Miller proposed 4 stages through which an innovation passes before acceptance. To succeed, innovators must recognise that challenging ideas will be subject to controlling mechanisms at the first three stages. A variety of engaging tips and tricks were offered to help an idea on to the embedded stage, generating discussions threads of exceptional quality.
Graham Brown-Martin’s session on mobile technologies struck a more challenging note. Educational technologies such as interactive whiteboards and desktop computers, he claimed, have done little to improve the standard of learning. The session polarised responses. Depending on their experiences and predilections, delegates valued the shift towards learner-managed learning taking place on learner-owned devices but also queried the appropriateness and inclusivity of such an approach in formal education:
‘How do mobile devices and apps support the values of tertiary education, which include challenge, criticism and disruption of accepted norms, but which also include equality of opportunity, cultural sensitivity, evidence and method?’ (Helen Beetham)
The conference closed with a keynote by Elliott Masie, head of the MASIE Center, a US think tank on cultural change. Arguing for reorganising rather than demolishing the status quo, Elliott proposed that a change in the locus of control should not mean an abrogation of responsibility on the part of educators, whose role necessarily includes setting and assessing standards.

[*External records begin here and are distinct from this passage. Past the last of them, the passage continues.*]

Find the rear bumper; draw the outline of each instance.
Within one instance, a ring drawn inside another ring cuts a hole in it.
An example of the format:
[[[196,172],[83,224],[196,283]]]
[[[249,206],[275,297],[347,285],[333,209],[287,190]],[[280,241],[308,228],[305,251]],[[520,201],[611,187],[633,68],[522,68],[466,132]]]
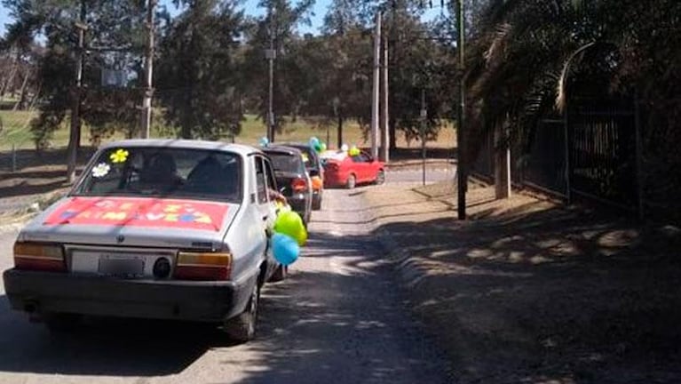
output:
[[[40,316],[83,315],[222,322],[241,313],[257,275],[241,284],[123,280],[8,269],[3,275],[10,306]]]
[[[343,187],[347,183],[348,172],[329,172],[324,176],[324,187]]]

Technology is a tool with which to achieve change, Masie argued, so we should be careful of falling so much in love with any particular technology that we do not see what its real affordances are. Thom Cochrane from Unitec, New Zealand in describing technology in an earlier session as a catalyst rather than a blueprint for change expressed a similar point – perhaps the consensus view in these wide-ranging debates:
‘The goal is changing and enhancing the learning experience – the technology is a catalyst that can be leveraged by lecturers modeling the pedagogical use of these tools and making informed decisions as to what tools to recommend and explore.’ (Thom Cochrane)
The experience
For the first time, all sessions at Innovating e-Learning 2010 took place in Elluminate to provide a ‘live’ conference experience alongside asynchronous discussions. Delegates enjoyed the variety this offered: ‘Personally I am really enjoying the choice that this online conference is giving me … the choice to watch live or view later … the choice to read the chat, join in or ignore (I like the fact that is it there though because it makes me feel as though I am in the same ‘room’ others) … the choice to carry on the discussion after the session … or not.’ (Helen Hodges RSC Wales)
There was also a sense that the nature of conferencing was being redrawn: ‘What is brilliant (in my mind) about this type of conference is the way in which multi-channel discussions can take place. The pre-reading, the live event and the post live event discussions. In some regards, the live event, instead of being the main draw has been a “conversation starter”. (Mark Russell, University of Hertfordshire)
Innovating e-Learning 2010 remains open for reading for registered delegates until 31st December, after which the recordings of the live sessions and all presentations will be available from the JISC website.